Escrito por: Hermes Flores Egüez.

Si la Justicia falla, falla el Estado, esto implica que la organización del país no cumple la necesidad básica de que la sociedad que lo conforma sienta que la justicia existe y que la protege.

En Bolivia la situación crónica que tenemos no tiende a mejorar, los últimos acontecimientos reportados en el sistema judicial, son alertas fugaces que sirven de motivo para hacer política, ineficaz y sin resultados. La estructura judicial como solución plantea una Ley para garantizar la no injerencia política en la justicia, como si no estuviera ya contemplado en las leyes que el Órgano Judicial es independiente y debe administrar justicia con imparcialidad.
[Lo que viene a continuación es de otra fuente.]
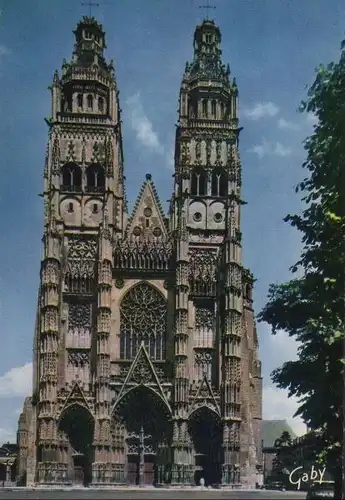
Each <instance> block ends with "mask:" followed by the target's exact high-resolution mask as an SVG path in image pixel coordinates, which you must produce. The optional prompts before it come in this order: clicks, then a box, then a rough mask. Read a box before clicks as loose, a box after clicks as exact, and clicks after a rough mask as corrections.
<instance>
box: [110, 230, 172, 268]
mask: <svg viewBox="0 0 345 500" xmlns="http://www.w3.org/2000/svg"><path fill="white" fill-rule="evenodd" d="M172 255H173V244H172V241H171V240H164V239H163V238H153V239H151V240H150V239H147V240H146V239H144V238H137V237H136V238H129V239H125V240H120V241H116V243H115V248H114V261H115V267H117V268H121V269H131V270H133V269H140V270H141V271H143V270H168V269H170V268H171V266H172V265H173V263H172Z"/></svg>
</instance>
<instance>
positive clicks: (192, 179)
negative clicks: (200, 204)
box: [190, 168, 207, 196]
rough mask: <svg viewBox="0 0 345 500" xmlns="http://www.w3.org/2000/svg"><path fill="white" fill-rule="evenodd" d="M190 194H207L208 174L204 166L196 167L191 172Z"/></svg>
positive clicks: (202, 195)
mask: <svg viewBox="0 0 345 500" xmlns="http://www.w3.org/2000/svg"><path fill="white" fill-rule="evenodd" d="M190 194H191V195H193V196H204V195H206V194H207V174H206V171H205V170H204V169H203V168H195V169H194V170H193V171H192V174H191V182H190Z"/></svg>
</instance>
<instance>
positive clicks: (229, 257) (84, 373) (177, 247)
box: [18, 17, 262, 487]
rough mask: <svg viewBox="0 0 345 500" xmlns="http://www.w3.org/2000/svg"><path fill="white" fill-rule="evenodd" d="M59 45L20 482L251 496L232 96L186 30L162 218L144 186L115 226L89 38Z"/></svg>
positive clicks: (120, 167) (119, 204) (107, 131)
mask: <svg viewBox="0 0 345 500" xmlns="http://www.w3.org/2000/svg"><path fill="white" fill-rule="evenodd" d="M75 37H76V44H75V48H74V52H73V56H72V60H71V61H70V62H66V61H64V63H63V66H62V74H61V75H59V74H58V73H57V72H56V73H55V75H54V79H53V83H52V86H51V92H52V112H51V118H50V119H49V120H47V123H48V126H49V140H48V147H47V155H46V165H45V169H44V192H43V197H44V206H45V222H44V236H43V246H44V252H43V259H42V265H41V280H40V287H39V296H38V306H37V322H36V331H35V341H34V387H33V395H32V397H31V398H27V399H26V401H25V404H24V410H23V413H22V414H21V417H20V421H19V432H18V436H19V446H20V459H19V476H20V479H21V480H22V482H24V481H25V482H26V483H27V484H34V483H39V484H65V485H67V484H71V483H72V484H80V483H84V484H90V483H92V484H94V485H104V484H108V485H110V484H135V483H141V484H142V483H145V484H155V485H160V484H166V483H168V484H183V485H186V486H187V485H192V484H195V483H196V482H198V481H199V480H200V477H204V478H205V481H206V483H208V484H222V485H223V486H227V485H228V486H232V487H233V486H234V485H240V484H242V485H254V484H255V481H256V477H257V476H256V475H257V472H258V471H259V470H260V459H261V452H260V436H259V426H260V419H261V391H262V388H261V365H260V361H259V358H258V340H257V335H256V329H255V321H254V314H253V304H252V286H253V278H252V275H251V273H250V272H249V271H248V270H247V269H245V268H244V267H243V263H242V255H241V248H242V237H241V231H240V208H241V205H242V204H243V201H242V200H241V165H240V159H239V152H238V140H239V132H240V128H239V122H238V116H237V101H238V91H237V86H236V83H235V81H234V79H232V78H231V75H230V69H229V67H228V66H227V67H226V66H225V65H224V64H223V62H222V58H221V34H220V31H219V28H218V27H217V26H216V25H215V23H214V22H213V21H209V20H206V21H204V22H203V23H202V24H201V25H200V26H197V28H196V30H195V34H194V59H193V61H192V62H191V63H190V64H187V65H186V68H185V72H184V75H183V79H182V84H181V89H180V99H179V117H178V124H177V130H176V147H175V175H174V193H173V196H172V200H171V204H170V210H169V216H168V217H167V216H166V215H165V214H164V211H163V209H162V205H161V203H160V201H159V198H158V194H157V191H156V188H155V185H154V183H153V180H152V178H151V175H150V174H147V176H146V180H145V181H144V182H143V185H142V187H141V189H140V192H139V195H138V198H137V201H136V203H135V206H134V208H133V211H132V213H131V214H128V211H127V203H126V197H125V188H124V176H123V152H122V135H121V119H120V108H119V96H118V94H119V92H118V89H117V83H116V80H115V74H114V66H113V64H112V62H106V60H105V58H104V54H103V52H104V49H105V34H104V31H103V28H102V26H101V25H99V23H97V21H96V20H95V19H94V18H88V17H85V18H83V19H82V21H81V22H80V23H79V24H78V26H77V29H76V31H75ZM25 475H26V478H25Z"/></svg>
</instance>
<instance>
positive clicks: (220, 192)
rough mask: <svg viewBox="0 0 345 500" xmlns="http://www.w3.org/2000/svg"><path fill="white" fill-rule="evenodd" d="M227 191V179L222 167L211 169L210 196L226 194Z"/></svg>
mask: <svg viewBox="0 0 345 500" xmlns="http://www.w3.org/2000/svg"><path fill="white" fill-rule="evenodd" d="M227 192H228V179H227V175H226V172H225V170H224V169H221V168H217V169H215V170H213V171H212V184H211V194H212V196H226V195H227Z"/></svg>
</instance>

Este tipo de reacciones, no es más que un reflejo de sumisión, en una coyuntura en la que se somete y se someten al poder los actores judiciales de turno.

La apariencia de que se trabaja por la justicia, de que se busca reformarla, en los hechos muestra todo lo contrario, el poder político sigue detrás de cámaras asustando, persiguiendo e impidiendo que los jueces sean objetivos.

Es muy difícil contar con autoridades judiciales independientes cuando se les baja el sueldo, cuando se los persigue por no estar a tono con la voluntad de los poderosos, por eso cuando hablamos de justicia independiente, no solo nos referimos al hecho de fallar conforme a Derecho, sino que hay que analizar si existe las condiciones que permitan que se materialice.

De inicio, se debe comprender que ningún cambio en el sistema judicial se producirá sino hay la voluntad de Gobierno de permitir al Órgano Judicial que se recomponga, para ello el Estado debe demostrar, no con Cumbres, no con unos cuantos ilustres, no con organizaciones sociales, no con los altos jerarcas de la justicia, sino con la coordinación con las bases de trabajadores que tiene la esperanza de mejores días para ellos y para quienes acuden al sistema de justicia en busca de tutela, se debe inyectar recursos económicos, humanos idóneos para la adecuación judicial, pero principalmente es el Estado quien debe en el marco de la división de poderes, respetar y hacer respetar el sistema de justicia, sin que la crisis le sirva a los políticos para salir en los medios, en altas comisiones de autoridades que en los hechos no hacen más que salir en la televisión y los medios digitales.

Si la Justicia es fallida, el Estado también.